Take an old cattle ranch facing Mount Kenya on 50,000 acres of Kenyan savannah. Build eight separate wood and thatch villas to Conde’ Nast luxury travel standards with a hot tub on every veranda overlooking a watering hole with spectacular view. My highlight were the elephants that appeared at dusk and dawn, martial and snake eagles, silver-backed Jackals.
Add fine cuisine, an extravagant and huge art collection, enlightened community conservation programmes and run it all on solar power and sustainable water management. What do you get? The answer still would not add up to the unique experience that is Segera Retreat.
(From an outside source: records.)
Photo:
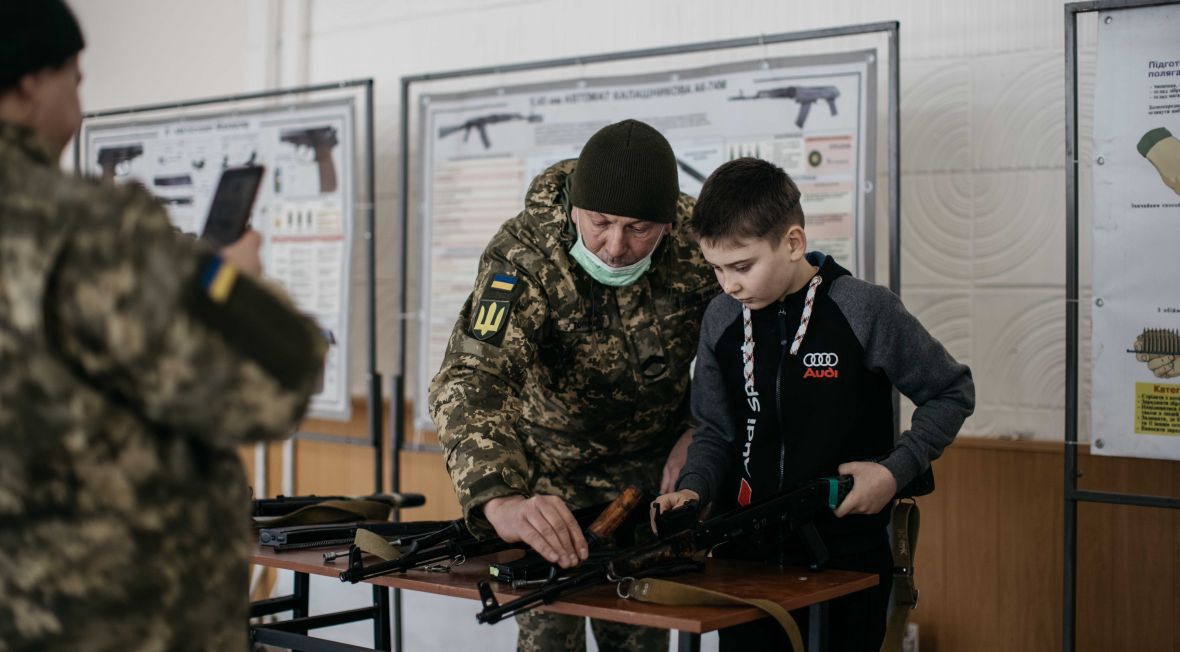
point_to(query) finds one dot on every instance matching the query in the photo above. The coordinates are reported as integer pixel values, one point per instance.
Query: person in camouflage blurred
(566, 375)
(135, 360)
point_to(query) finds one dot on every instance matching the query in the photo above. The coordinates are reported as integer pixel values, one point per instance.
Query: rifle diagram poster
(303, 210)
(812, 116)
(1135, 397)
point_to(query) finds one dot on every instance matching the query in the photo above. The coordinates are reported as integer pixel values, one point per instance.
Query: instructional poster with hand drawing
(1135, 399)
(303, 210)
(812, 116)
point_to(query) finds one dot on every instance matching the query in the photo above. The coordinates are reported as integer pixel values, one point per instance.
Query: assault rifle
(805, 96)
(115, 160)
(480, 125)
(454, 544)
(282, 506)
(683, 540)
(319, 140)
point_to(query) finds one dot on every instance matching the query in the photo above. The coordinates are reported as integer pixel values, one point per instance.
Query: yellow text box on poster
(1156, 409)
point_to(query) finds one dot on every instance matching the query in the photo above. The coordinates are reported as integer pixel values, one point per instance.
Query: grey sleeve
(712, 449)
(897, 344)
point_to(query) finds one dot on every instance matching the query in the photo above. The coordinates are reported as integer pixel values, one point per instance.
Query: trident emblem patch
(489, 318)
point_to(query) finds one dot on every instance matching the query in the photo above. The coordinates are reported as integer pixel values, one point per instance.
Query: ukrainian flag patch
(503, 282)
(217, 278)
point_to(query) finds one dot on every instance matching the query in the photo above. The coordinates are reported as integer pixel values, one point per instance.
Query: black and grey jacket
(831, 403)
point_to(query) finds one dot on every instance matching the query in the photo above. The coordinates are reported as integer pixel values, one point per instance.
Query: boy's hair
(747, 198)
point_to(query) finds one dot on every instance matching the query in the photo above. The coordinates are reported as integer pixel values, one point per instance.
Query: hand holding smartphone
(229, 212)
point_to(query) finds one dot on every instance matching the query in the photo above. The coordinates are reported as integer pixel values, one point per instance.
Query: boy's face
(755, 272)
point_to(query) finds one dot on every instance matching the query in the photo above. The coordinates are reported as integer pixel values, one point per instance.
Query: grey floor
(428, 621)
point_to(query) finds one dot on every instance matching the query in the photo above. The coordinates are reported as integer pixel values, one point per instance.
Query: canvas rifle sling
(906, 520)
(674, 593)
(332, 512)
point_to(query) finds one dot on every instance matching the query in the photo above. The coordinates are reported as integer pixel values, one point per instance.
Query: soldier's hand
(873, 487)
(670, 501)
(544, 522)
(676, 459)
(243, 254)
The scope and breadth of it all defies simple addition.
Jochen Zeitz, the man behind Segera, has built the establishment around his foundation’s philosophy whose mantra is sustainability through the 4 Cs — “conservation, community, culture, and commerce.” Small wonder that he was invited to give a plenary address representing the global business community at last year’s IUCN World Park Congress, a landmark global forum on protected areas in Sydney in November.
Segera oozes high-end luxury, that will set a privileged pocket back by about $1,000 (Sh97,000) per person per night for the experience. It has been voted as one of the world’s top new hotels in Conde Nast Traveller magazine and is part of 35 similar destinations around the world trading under the banner Global Ecosphere Retreats.
It’s reminiscent of Out of Africa, the 1985 Sydney Pollack film that launched a generation of safari-suited visitors to the continent and a wave of films, books and shops to feed that curiosity. It’s not just the yellow Gypsy Moth bi-plane in the hangar, the same one used in the film and flown occasionally by Zeitz, or the convertible Rolls Royce Silver Shadow on display in the garage. Being there reminds you of Africa’s unending magnetism for those in search of space, spiritual refreshment, wildlife and astonishment. And in remarkable comfort.
It’s odd to be writing about a relatively new addition to Kenya’s high-end lodges when the country’s tourism is in the doldrums. But manager Jens Kozany is unfazed, phlegmatic and optimistic. “We are actually doing quite well. Tourism will increase again, that’s sure, and it’s not all about making money, it’s to share.”
“The first thing we did when the property was acquired eight years ago, was to tear down all the wire fences so that animals could move freely, especially as this is a migration corridor,” says Kozany, all except for the fence to the South, “ to keep the animals away from the communities and keep them safe.”
That said, Segera has not had a single case of poaching in two years and relies on its own community guards and people to sound the alarm if intruders come into the area.
Inside the retreat itself sustainability is a watchword. Employing 200 local people, the place runs on solar power completely with backup generators for emergencies. “We don’t just shine in the front and burn at the back,” says the manager. “We are serious.”
Grey water is recycled for the ornamental and vegetable gardens. An extraordinary tower shaped like a Samburu women’s neck decoration, which keeps 20,000 bottles of African wine cool through a collected rainwater system and solar-powered air conditioning. No two villas are alike but all are furnished to the highest standards and taste. Guests are encouraged to enjoy the place as the word retreat suggests: “a religious or spiritual term for time taken to reflect or meditate.” As such, the villas can only accomodate 30 guests at one go. There are no organised daily game drives, no bells sounding dinner. Guests can dine together if they want, but privacy and serenity are respected above all.
Segera also embraces community involvement. It has engaged local people in grazing committees so they can feed their livestock in an organized way at rates agreed by landowners across the plateau.
Also, it identified three schools built with help from the Zeitz Foundation. They are all innovatively designed with inverted roofs and water catchment tanks to collect rainwater, feed school and irrigate community gardens. More so, the foundation has established a library, environmental education centre and sports stadium supported by Segera and neighbouring ranches.
The community has, with Segera’s help, created income for itself by growing and cultivating food with rainwater harvested for the purpose.
“We thought we could teach people how to grow vegetables. What happened was that we created a sustainable business for the community – they sell a lot and women have turned into remarkable entrepreneurs,” says Kozany.
Segera offers wonderful space in which to sink into an armchair and look at nightfall over Mount Kenya with elephant, giraffe and zebra in the foreground.
From somewhere, my memory perhaps, I think I could hear Mozart’s Clarinet Concerto in A playing scratchily on a wind-up phonograph.